At 28, Stephanie Land’s plans of breaking free from the roots of her hometown in the Pacific Northwest to chase her dreams of attending a university and becoming a writer, were cut short when a summer fling turned into an unexpected pregnancy. She turned to housekeeping to make ends meet, and with a tenacious grip on her dream to provide her daughter the very best life possible, Stephanie worked days and took classes online to earn a college degree, and began to write relentlessly.

Maid explores the underbelly of upper-middle class America and the reality of what it’s like to be in service to them. “I’d become a nameless ghost,” Stephanie writes about her relationship with her clients, many of whom do not know her from any other cleaner, but who she learns plenty about.

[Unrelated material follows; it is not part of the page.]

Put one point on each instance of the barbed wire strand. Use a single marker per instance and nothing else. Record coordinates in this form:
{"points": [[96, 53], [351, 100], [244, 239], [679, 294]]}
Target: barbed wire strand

As she begins to discover more about her clients’ lives-their sadness and love, too-she begins to find hope in her own path.

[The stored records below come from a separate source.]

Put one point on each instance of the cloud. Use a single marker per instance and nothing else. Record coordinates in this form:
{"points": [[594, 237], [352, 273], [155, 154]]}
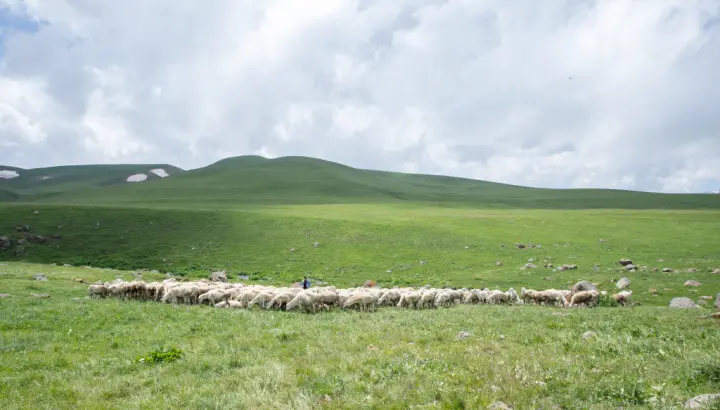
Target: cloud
{"points": [[572, 93]]}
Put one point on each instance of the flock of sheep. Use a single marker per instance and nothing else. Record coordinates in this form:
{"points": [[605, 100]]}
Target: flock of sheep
{"points": [[237, 295]]}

Her writing as a journalist gives voice to the “servant” worker, and those pursuing the American Dream from below the poverty line. Maid is Stephanie’s story, but it’s not her alone.

My Thoughts

Maid by Stephanie LandMs. Land wasn’t a teenager when she split from her ex. Nor at 28 (29?) did she seem to have an education she could apply to any available job, falling back on housekeeping as a way to spend time with her daughter. But at 25 hrs a week housekeeping, she was below the poverty line which left her with mounds of applications for aid, the embarrassment of food stamps, the doctors who only see the “Medicaid” patient, the WIC quandary. The failure of the system, heaven knows, is rather massive in any state, but Stephanie is detailing the failures, one at a time, over and over.

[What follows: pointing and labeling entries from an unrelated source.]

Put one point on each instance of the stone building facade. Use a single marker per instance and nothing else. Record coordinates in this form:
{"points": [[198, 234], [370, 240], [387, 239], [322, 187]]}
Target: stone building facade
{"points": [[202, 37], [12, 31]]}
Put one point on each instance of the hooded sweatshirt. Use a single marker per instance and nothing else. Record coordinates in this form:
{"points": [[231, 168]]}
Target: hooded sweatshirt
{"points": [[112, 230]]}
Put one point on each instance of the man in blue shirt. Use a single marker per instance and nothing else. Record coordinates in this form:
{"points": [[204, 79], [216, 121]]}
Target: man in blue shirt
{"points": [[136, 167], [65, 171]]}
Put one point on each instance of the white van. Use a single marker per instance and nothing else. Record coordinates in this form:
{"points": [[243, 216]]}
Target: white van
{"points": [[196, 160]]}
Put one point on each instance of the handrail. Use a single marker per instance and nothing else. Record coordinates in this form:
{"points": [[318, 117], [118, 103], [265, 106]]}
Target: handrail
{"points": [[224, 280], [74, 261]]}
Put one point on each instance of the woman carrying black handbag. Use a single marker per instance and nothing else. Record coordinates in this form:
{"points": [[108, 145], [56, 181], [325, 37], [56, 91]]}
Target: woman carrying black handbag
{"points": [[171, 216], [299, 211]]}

The more griping and negativity I heard, the greater my exhaustion of hearing about her victimization. She seems openly envious of anyone with more than she, perhaps not considering what it took to get them there. She may have tried on their shoes, but she didn’t walk in them.

Overall Impression

Okay, I’m scratching my head over this one. Clearly, I did not care for the audiobook, read by the author or not. I could not engage, work up the sympathy. SOOO many thousands of women going through the same and they may, as my mother did, cry in their pillows at night, but they carried on without pointing fingers at everyone else.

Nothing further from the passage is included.